In 2015, three books were published: Twice Told Over, Split Geography, and Fostering Habits of Mind in Today's Students: A New Approach to Developmental Education. Twice Told Over and Split Geography are full-length poetry collections. Originally, Split Geography was a chapbook, but while working with Mouthfeel Press editor, Maria Maloney, we moved the collection into a full-length volume. The two collections represent the best of my work that I developed during the past decade or so, and I gratefully acknowledge both Unsolicited Press and Mouthfeel Press for presenting these opportunities for publication.
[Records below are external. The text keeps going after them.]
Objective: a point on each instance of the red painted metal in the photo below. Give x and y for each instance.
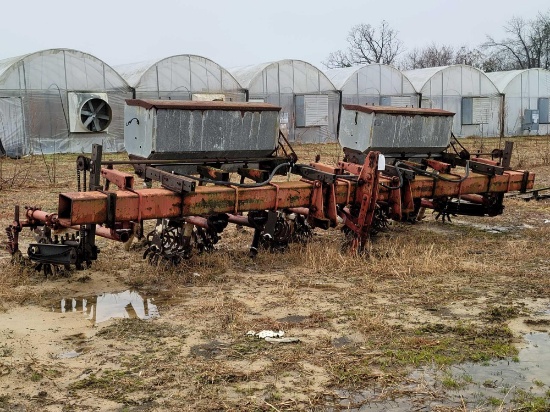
(91, 207)
(121, 179)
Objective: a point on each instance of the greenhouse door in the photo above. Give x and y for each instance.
(12, 132)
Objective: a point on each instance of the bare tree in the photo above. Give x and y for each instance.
(527, 44)
(367, 44)
(436, 55)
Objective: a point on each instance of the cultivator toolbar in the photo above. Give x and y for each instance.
(191, 210)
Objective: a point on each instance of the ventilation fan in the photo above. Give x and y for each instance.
(89, 112)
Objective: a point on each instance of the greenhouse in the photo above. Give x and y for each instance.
(182, 77)
(309, 101)
(526, 95)
(374, 84)
(463, 90)
(60, 101)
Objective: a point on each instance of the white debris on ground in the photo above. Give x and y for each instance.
(272, 336)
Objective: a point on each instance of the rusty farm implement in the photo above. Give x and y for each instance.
(398, 161)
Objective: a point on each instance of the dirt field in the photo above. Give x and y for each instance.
(379, 332)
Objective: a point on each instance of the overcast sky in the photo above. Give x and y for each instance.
(242, 32)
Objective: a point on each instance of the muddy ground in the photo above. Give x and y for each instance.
(384, 331)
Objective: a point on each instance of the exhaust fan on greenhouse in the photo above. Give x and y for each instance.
(89, 112)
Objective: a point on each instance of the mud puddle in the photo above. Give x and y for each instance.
(105, 306)
(499, 383)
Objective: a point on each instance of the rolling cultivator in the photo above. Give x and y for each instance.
(220, 163)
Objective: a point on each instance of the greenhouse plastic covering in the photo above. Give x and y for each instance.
(182, 77)
(527, 89)
(281, 83)
(369, 84)
(447, 87)
(35, 107)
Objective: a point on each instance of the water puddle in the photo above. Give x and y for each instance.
(500, 383)
(105, 306)
(530, 372)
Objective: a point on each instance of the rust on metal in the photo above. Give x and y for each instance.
(121, 179)
(91, 207)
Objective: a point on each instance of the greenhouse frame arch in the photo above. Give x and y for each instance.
(60, 101)
(309, 101)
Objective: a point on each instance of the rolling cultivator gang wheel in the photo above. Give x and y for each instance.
(384, 176)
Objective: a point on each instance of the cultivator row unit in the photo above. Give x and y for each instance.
(220, 163)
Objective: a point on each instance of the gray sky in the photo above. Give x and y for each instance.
(241, 32)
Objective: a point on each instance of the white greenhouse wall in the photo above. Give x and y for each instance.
(180, 77)
(522, 92)
(283, 83)
(42, 81)
(446, 87)
(374, 84)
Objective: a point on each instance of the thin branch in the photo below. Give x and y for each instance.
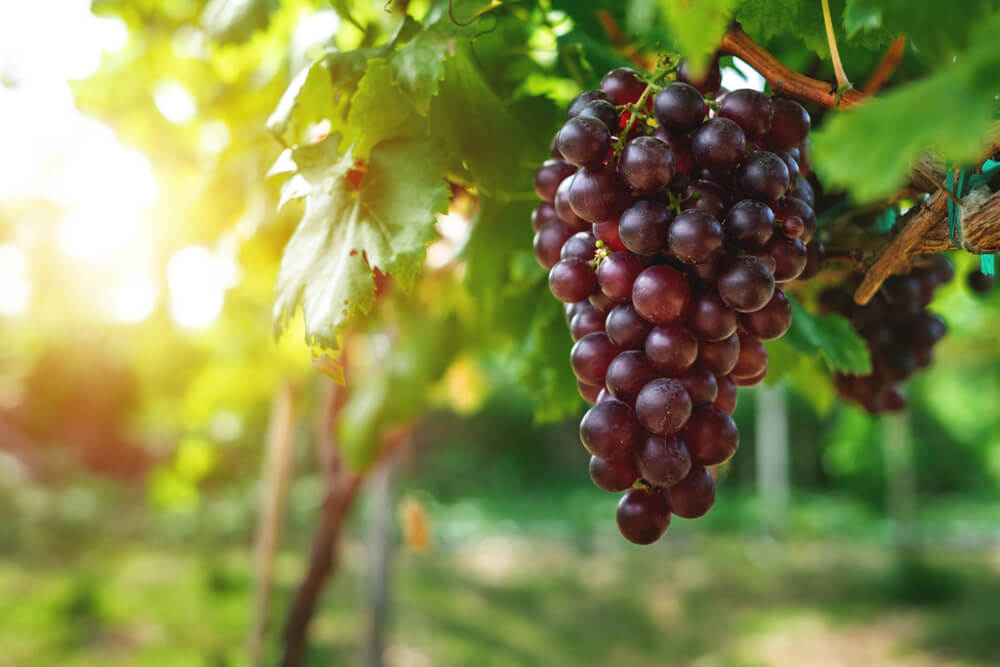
(912, 227)
(885, 68)
(784, 81)
(831, 39)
With Jennifer Fletcher and Hetty Yelland, we edited Fostering Habits of Mind in Today's Students: A New Approach to Developmental Education. The book combines research, memoir, and lesson exemplars, and can be used as a resource for anyone teaching first year college students.
About Twice Told Over,Juan Felipe Herrera, Poet Laureate of the United States, comments below:
Juan Felipe Herrera writes, "For its eye of the all-seeing crocodile half in dark waters and half in the prey-light of death and hunger, for its electric rush of love, its gambles with destiny, for its deep knowledge of borderlessness, the slippage of love and dissolution into something like Mystery makes this collection a rare magic. And perhaps, because of its woman eye, illusory skin, bleached colors and its various upside-down taboos where words and love-deeds are 'hechas para atrás / pushed aside,' I commend this book. It is a surreal mathematics, a travelogue to ancestors, a gypsy’s deck of last-breath, plotting flowers ditching toward thesun. A tour de force, magnificent, lovely, sculpted, drenched with Borges, Sexton, Najarro. A radically new Latina verse."
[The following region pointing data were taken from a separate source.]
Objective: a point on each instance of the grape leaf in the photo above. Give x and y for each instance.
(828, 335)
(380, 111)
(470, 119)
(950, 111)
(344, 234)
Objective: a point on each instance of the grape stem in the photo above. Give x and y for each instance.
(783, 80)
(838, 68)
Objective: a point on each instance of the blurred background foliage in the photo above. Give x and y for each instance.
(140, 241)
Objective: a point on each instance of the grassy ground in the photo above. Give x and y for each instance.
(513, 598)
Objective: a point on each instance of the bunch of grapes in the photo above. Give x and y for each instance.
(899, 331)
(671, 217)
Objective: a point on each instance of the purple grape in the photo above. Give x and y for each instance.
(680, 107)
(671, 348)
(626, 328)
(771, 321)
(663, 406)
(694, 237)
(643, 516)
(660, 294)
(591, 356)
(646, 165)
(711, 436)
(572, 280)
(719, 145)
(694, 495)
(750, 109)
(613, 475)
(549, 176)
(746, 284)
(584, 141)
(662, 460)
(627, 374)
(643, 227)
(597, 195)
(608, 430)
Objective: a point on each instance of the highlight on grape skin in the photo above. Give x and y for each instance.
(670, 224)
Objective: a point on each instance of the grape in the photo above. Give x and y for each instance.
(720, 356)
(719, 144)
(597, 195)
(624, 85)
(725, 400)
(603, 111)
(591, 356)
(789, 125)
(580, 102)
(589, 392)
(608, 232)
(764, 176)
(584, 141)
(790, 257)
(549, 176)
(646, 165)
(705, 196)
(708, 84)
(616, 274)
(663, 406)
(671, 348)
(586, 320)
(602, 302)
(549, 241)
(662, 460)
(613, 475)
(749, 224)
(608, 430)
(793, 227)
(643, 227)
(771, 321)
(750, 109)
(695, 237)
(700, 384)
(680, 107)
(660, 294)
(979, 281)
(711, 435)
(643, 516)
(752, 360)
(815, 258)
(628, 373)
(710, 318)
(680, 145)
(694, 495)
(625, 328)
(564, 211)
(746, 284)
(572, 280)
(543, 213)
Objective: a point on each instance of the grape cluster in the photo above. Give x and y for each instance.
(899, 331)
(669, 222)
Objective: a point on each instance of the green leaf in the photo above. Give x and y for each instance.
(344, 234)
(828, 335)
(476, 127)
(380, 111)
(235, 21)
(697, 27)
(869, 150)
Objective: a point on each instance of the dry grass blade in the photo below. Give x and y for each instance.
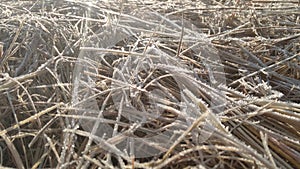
(150, 84)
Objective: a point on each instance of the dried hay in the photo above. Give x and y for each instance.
(250, 121)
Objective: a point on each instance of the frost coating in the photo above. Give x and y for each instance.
(131, 89)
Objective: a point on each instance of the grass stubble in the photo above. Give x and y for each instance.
(256, 41)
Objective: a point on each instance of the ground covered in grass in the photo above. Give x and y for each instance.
(150, 84)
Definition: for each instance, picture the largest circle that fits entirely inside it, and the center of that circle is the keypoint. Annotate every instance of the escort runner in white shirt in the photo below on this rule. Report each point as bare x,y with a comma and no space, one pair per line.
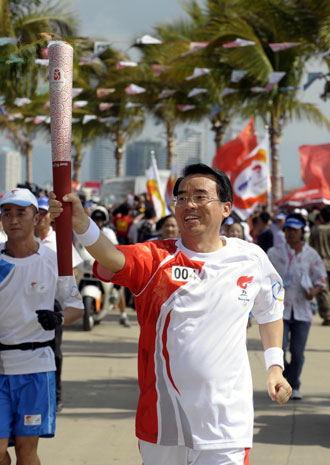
29,284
About Split Geography, Richard Blanco and David A. Sullivan comment below:
Richard Blanco writes, “Split Geography is a marvelous shifting between Nicaragua and the States, between the mangos and Michigan’s ice angels, between histories and national boundaries. Adela’s poems are compelling pastiches that contemplate the everyday wonders that arrive in small packages, as well as our sorrows that trumpet loudly into the future.”
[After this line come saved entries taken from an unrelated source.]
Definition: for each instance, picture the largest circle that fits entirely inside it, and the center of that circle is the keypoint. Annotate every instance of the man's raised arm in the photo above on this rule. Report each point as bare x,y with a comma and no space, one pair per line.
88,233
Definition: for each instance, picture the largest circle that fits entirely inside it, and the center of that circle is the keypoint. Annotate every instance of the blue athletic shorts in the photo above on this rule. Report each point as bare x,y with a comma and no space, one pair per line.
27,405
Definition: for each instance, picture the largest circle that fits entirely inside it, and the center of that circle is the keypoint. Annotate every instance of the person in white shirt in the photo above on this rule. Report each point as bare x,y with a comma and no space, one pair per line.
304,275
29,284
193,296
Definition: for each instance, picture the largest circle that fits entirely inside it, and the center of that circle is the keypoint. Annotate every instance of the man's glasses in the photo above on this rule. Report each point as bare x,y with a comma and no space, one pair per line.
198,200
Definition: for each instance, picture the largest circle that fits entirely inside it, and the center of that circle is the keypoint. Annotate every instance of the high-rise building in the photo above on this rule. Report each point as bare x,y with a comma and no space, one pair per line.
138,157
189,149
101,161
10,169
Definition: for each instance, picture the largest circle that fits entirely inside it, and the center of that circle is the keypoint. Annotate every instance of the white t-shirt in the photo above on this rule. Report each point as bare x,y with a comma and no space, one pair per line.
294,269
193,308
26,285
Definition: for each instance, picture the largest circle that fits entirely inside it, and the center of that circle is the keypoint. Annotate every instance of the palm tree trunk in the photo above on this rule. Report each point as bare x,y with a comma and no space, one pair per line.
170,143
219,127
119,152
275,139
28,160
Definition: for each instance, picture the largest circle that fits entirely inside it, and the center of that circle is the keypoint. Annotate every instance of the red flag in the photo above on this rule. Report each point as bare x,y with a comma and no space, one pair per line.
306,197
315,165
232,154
David Sullivan writes, "Split Geography covers vast tracts of land and multiple countries in language that heals as it explores both internal and external rifts. Its first poem declares: 'I always like to start by stating it / straight up,' and then marries many surprising images that are anything but 'straight up,' to sudden, earth-shatteringly vulnerable revelations, such as 'Obviously the woman I used to be was a fool / or an idiot. I don't like her.' In a later poem the speaker is flabbergasted that 'My family, each of them with their screwed up lives, loved me / and loves me. And I can't get over it.' The vagaries of love, and the need to love oneself and others (in all their rich complexity) surface in poem after poem. The personality that emerges from this collection is funny, poignant, irascible, and above all, in love with the promise that writing can be a spiritual exercise to re-make ourselves. These are startling poems where 'Spirits live under rocks / and there are birds that tell you everything.' These are poems to live among."